Да, виделся, отвечал тот с сияющим от радости лицом.
На чем порешили?
Сказала, что кроме меня ни за кого не пойдёт.
Отлично, значит, наше дело в шляпе.
Приказчик бросился было целовать разбойника, но тот отстранил его, и произнёс:
Ты погоди, поцеловаться ещё успеем, а скажи мне, где ты с нею повстречался?
За воротами. Как вышла она, так я сам не знал, что со мною делается Обнял её, прижал к себе, и так крепко поцеловались мы, что и теперь ещё, губы горят. Ну, вестимо, поговорили, а тут проклятая собака выскочила со двора и начала лаять на меня.

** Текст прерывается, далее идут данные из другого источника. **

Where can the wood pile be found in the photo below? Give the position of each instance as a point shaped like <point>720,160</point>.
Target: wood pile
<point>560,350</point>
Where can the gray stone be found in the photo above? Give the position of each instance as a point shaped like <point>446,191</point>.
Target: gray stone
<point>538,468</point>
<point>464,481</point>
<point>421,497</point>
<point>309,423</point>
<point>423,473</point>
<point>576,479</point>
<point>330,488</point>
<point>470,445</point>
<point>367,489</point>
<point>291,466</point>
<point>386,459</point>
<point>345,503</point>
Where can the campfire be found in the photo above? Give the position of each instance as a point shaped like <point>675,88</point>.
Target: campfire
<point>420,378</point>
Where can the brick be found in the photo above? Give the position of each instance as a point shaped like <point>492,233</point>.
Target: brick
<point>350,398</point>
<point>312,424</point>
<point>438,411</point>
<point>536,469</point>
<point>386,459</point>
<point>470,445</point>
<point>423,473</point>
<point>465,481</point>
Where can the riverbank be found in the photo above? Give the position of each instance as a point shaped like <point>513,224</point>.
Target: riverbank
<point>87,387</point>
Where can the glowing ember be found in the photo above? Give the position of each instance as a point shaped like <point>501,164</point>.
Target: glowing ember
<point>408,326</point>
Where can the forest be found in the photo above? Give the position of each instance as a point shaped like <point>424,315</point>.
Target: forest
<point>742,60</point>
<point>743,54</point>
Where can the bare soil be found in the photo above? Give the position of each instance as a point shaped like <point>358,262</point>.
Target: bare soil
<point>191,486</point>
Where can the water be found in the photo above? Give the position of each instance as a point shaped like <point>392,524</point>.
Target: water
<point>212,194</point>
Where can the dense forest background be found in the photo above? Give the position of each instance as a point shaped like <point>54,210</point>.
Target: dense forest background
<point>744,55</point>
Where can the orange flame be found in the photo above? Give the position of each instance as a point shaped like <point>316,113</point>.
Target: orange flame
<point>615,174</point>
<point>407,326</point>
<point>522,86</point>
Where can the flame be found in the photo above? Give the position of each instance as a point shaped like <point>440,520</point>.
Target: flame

Степанида не знала, что делать: «Услышат, говорит, выйдут, застанут нас, ну, и беда». На дворе послышался голос старухи, она звала Степаниду, та и убежала, а на прощанье сказала: «Твоя, говорит, или ничья». Вот и всё тут.
Речь приказчика Чуркин выслушал, понуря голову, и только покручивал свои усики.
Мало же вы с ней побеседовали, произнёс он, уставив свои большие, чёрные огневые глаза на приказчика.
Собака помешала, Наум Куприяныч, мне и самому на то досадно.
Что ж теперь нам делать нужно?
Не знаю, я просто голову потерял от радости, обсуди сам, ты опытнее меня, и посоветуй, а о магарычах не сумневайся: вот тебе ещё две Катюхи, научи только, как мне ею завладеть, вынимая из бумажника две радужных и, подавая их разбойнику, сказал простодушный паренёк.
Чуркин взял кредитки и смял их в руке. Приказчик заметил это и сказал:
Наум Куприяныч, ты не обессудь на этом, если мало, добавлю, теперь со мной больше нет, до другого раза подожди.
Не в том дело, сказал разбойник, стараясь успокоиться от взволновавшего его рассказа о свидании. Я смекаю, как нам покончить с этою музыкой. Пойдём в избу, да посоветуемся с Ириной Ефимовной, она хотя и баба, но в таких переплётах бывала.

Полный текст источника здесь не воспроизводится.